North Korea’s leader Kim Jong-un has promised President Xi Jinping that he will follow through the wishes of his father and grandfather in denuclearising the Korean peninsula, but added he wants assurances from the United States and South Korea.
The leader of the reclusive state made the remarks during a trip to China, his first overseas visit since he became North Korea’s leader, according to the state-run Chinese news agency Xinhua.
Kim, the third generation of his family to lead his country, said the situation on the Korean peninsula was improving and that his government has taken steps to ease tensions, Xinhua reported.
Kim added that if the US and South Korea were willing to respond to North Korea’s efforts with sincerity the nuclear issue “can be solved”.
“Our unswerving stance is that we will make efforts towards the denuclearisation of the peninsula,” Kim was quoted as saying by Xinhua.
President Xi pledged to work with North Korea to achieve denuclearisation.
“China is willing to continue to make a constructive impact on the Korean peninsula problem,” President Xi said. He called upon all sides to solve the problem through dialogue, Xinhua reported.
Tensions have risen on Korean peninsula after North Korea has increased nuclear weapons tests.
The United Nations has enforced a series of sanctions to try to rein in Pyongyang’s nuclear ambitions.
Hopes of a breakthrough in the crisis have risen since the announcement that North and South Korea’s leaders have agreed to meet.
Beijing is North Korea’s long-standing traditional ally, but ties have been frayed by North Korea’s pursuit of nuclear weapons and China’s support of UN sanctions.
Pang Zhongying, a senior fellow at the Ocean University of China in Qingdao, said Kim was securing China’s support ahead of his meeting with US President Donald Trump, scheduled to be held by May.
“By denuclearisation, Kim actually means the whole Korean peninsula should be denuclearised and that the nuclear weapons deployed by the US in South Korea should be withdrawn,” Pang said. “Can the US really accept that request? The gesture means that the chance of a significant breakthrough between Kim and Trump may be slim.”
Paul Haenle, director of the Carnegie-Tsinghua Centre in China, agreed Kim was looking for support from Beijing ahead of his meetings with South Korea’s president and Trump.
”Just as Kim may have felt he had secured some leverage against Xi having independently secured summits with Trump and Moon, he’ll now feel more confident knowing where things stand with Beijing heading into those same meetings,” he said.
White House press secretary Sarah Huckabee Sanders said the Chinese government had briefed the Trump administration about the visit on Tuesday.
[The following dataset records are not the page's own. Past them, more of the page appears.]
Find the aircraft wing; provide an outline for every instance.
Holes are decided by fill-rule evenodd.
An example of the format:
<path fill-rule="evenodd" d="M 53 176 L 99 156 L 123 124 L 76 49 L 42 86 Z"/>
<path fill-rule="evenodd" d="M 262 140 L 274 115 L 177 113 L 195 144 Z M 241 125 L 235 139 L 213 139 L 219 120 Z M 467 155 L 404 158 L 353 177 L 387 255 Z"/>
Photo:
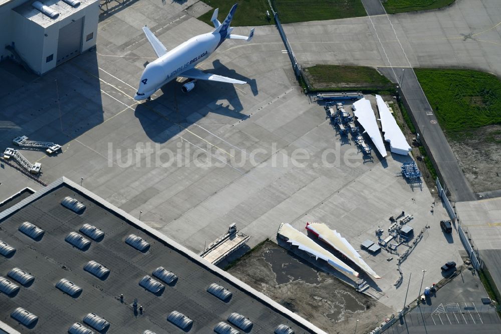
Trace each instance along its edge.
<path fill-rule="evenodd" d="M 227 77 L 223 77 L 222 75 L 212 74 L 212 73 L 206 73 L 192 68 L 179 74 L 180 77 L 184 78 L 189 78 L 190 79 L 196 79 L 201 80 L 209 80 L 210 81 L 219 81 L 219 82 L 227 82 L 228 83 L 236 83 L 243 84 L 247 83 L 246 81 L 237 80 L 236 79 L 231 79 Z"/>
<path fill-rule="evenodd" d="M 151 47 L 153 48 L 153 51 L 156 54 L 157 57 L 160 58 L 167 53 L 167 48 L 164 46 L 162 42 L 158 40 L 156 36 L 153 35 L 153 33 L 146 26 L 143 27 L 143 31 L 144 32 L 144 35 L 146 35 L 148 41 L 151 44 Z"/>

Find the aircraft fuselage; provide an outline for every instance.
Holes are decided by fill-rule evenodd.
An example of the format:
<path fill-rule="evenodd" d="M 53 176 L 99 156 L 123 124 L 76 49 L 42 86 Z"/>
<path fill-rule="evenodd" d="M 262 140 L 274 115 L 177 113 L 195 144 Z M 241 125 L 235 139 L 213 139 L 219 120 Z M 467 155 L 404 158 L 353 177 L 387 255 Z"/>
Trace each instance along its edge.
<path fill-rule="evenodd" d="M 148 64 L 141 76 L 134 99 L 138 101 L 147 99 L 167 83 L 182 77 L 183 72 L 206 59 L 217 48 L 222 39 L 217 33 L 199 35 Z"/>

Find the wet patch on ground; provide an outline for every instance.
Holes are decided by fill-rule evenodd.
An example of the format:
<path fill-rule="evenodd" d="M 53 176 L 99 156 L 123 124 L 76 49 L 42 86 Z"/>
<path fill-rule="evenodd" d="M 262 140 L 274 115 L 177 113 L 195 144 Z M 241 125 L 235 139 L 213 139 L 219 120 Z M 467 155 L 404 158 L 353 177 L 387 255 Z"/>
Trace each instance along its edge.
<path fill-rule="evenodd" d="M 365 332 L 391 309 L 272 242 L 228 272 L 328 333 Z"/>

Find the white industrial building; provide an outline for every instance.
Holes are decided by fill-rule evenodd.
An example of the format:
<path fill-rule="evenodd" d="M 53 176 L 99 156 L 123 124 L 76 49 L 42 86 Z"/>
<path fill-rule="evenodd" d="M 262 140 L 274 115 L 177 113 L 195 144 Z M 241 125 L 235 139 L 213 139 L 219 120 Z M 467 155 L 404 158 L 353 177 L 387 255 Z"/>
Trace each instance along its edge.
<path fill-rule="evenodd" d="M 0 60 L 42 75 L 96 45 L 98 0 L 0 0 Z"/>

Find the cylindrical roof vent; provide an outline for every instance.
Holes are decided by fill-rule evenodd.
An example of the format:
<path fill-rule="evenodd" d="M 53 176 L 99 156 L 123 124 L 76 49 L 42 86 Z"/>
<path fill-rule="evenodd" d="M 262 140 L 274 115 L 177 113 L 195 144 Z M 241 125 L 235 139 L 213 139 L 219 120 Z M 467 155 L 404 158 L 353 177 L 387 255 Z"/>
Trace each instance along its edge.
<path fill-rule="evenodd" d="M 63 1 L 69 5 L 73 8 L 80 6 L 80 2 L 78 0 L 63 0 Z"/>
<path fill-rule="evenodd" d="M 56 19 L 59 16 L 59 13 L 56 12 L 55 10 L 51 8 L 49 6 L 45 6 L 40 1 L 35 2 L 32 4 L 32 6 L 51 19 Z"/>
The Trump administration sees the development “as further evidence that our campaign of maximum pressure is creating the appropriate atmosphere for dialogue with North Korea”, she said.
Kim arrived by train in Beijing on Monday and left the following day, with his trip to China coming just days before a planned meeting with South Korean President Moon Jae-in and ahead of the possible summit with Trump.
Speculation about a visit by Kim to Beijing came earlier this week after a train similar to the one used by Kim’s father was seen in the Chinese capital.
Ri Sol-ju, Kim’s wife, was also part of the delegation to Beijing, Xinhua reported.
China’s Premier, Li Keqiang, Vice-President Wang Qishan and Politburo Standing Committee member Wang Huning also met the North Korean leader.
The green armoured train carrying the North Korean leader returned to the reclusive state at about 6am on Wednesday across a bridge connecting the two countries in Dandong, Liaoning province.
Chinese police had blocked access to the area around the bridge before the train’s arrival.
Armed police vehicles were also seen in the area.
Access to parts of the Yalu River riverbank, which separates North Korea and Dandong, were blocked. Some police officers also stopped people from taking pictures of the bridge before the train’s arrival.
“I can only say that a situation is happening here,” a police officer at one of the blocked roads told the South China Morning Post.
About three minutes after the train passed over the bridge, police officers finally allowed pedestrians to enter the area.
As the Post visited the area in the early hours of Wednesday – before the area was cordoned off – five plainclothes police officers approached and asked staff to leave.
They did not explain why, only saying “it was not safe” to be there so late at night.